I finally got around to reading Rosemary Kirstein’s The Steerswoman (recently reprinted as the first half of The Steerswoman’s Road) because the collective wisdom of LJ agreed, quite rightly, that it was the cure I needed for readerly blahs.
Steerswomen are a professional organization who gather knowledge about the world, mapping, charting, and analyzing as they travel. They must answer any question put to them—as long as the asker has not refused to answer a steerswoman’s question and thereby come under a lifelong ban. Wizards are the only group to scorn steerswomen en masse, and as a result the steerswomen know little of magic. And when a steerswoman named Rowan begins investigating some peculiar, possibly-magical jewels, she discovers that the wizards are willing to kill to keep their secrets . . .

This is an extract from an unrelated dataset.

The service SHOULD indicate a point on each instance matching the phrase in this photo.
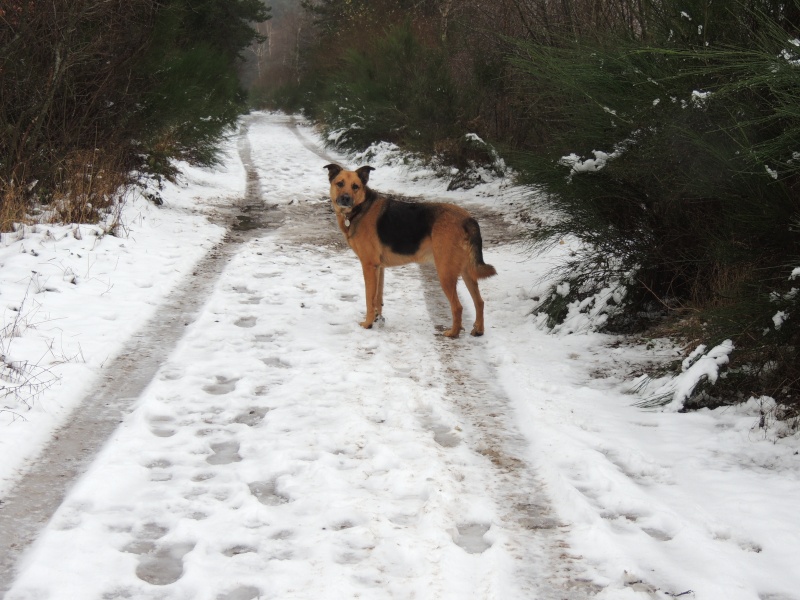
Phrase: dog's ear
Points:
(333, 171)
(363, 173)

For some of the potential readers of this book, all I have to say is “protagonist whose vocation is the scientific method.” (Watching her gradually work out the idea of orbit is one of my favorite parts of the book. Lest I give the impression that it’s all dry and intellectual, I also really like the swarming dragons.) For others, I could add the words “strong female” to the beginning; or “and whose principal relationship is a straightforward friendship with another woman” to the end. And then there’s the spoiler, but one that’s reasonably well known about the series and also the kind of thing that (I hope) tells you whether this is a book for you (ROT-13, see sidebar): gur jvmneqf ner npghnyyl hfvat grpuabybtl.
This book has fascinating worldbuilding, excellent control of its tight-third point of view, good pacing, and interesting and engaging characters. I have only a couple of small quibbles: I would have liked more lead-up to one aspect of the ending, and the introduction of a new point of view after about a hundred pages is startling (and I’m not sure if it was necessary). It broke the readerly blahs perfectly, and though I’m putting the series aside to read some potential Hugo nominees, I look forward to getting back to the other three published books. (A total of seven are projected.)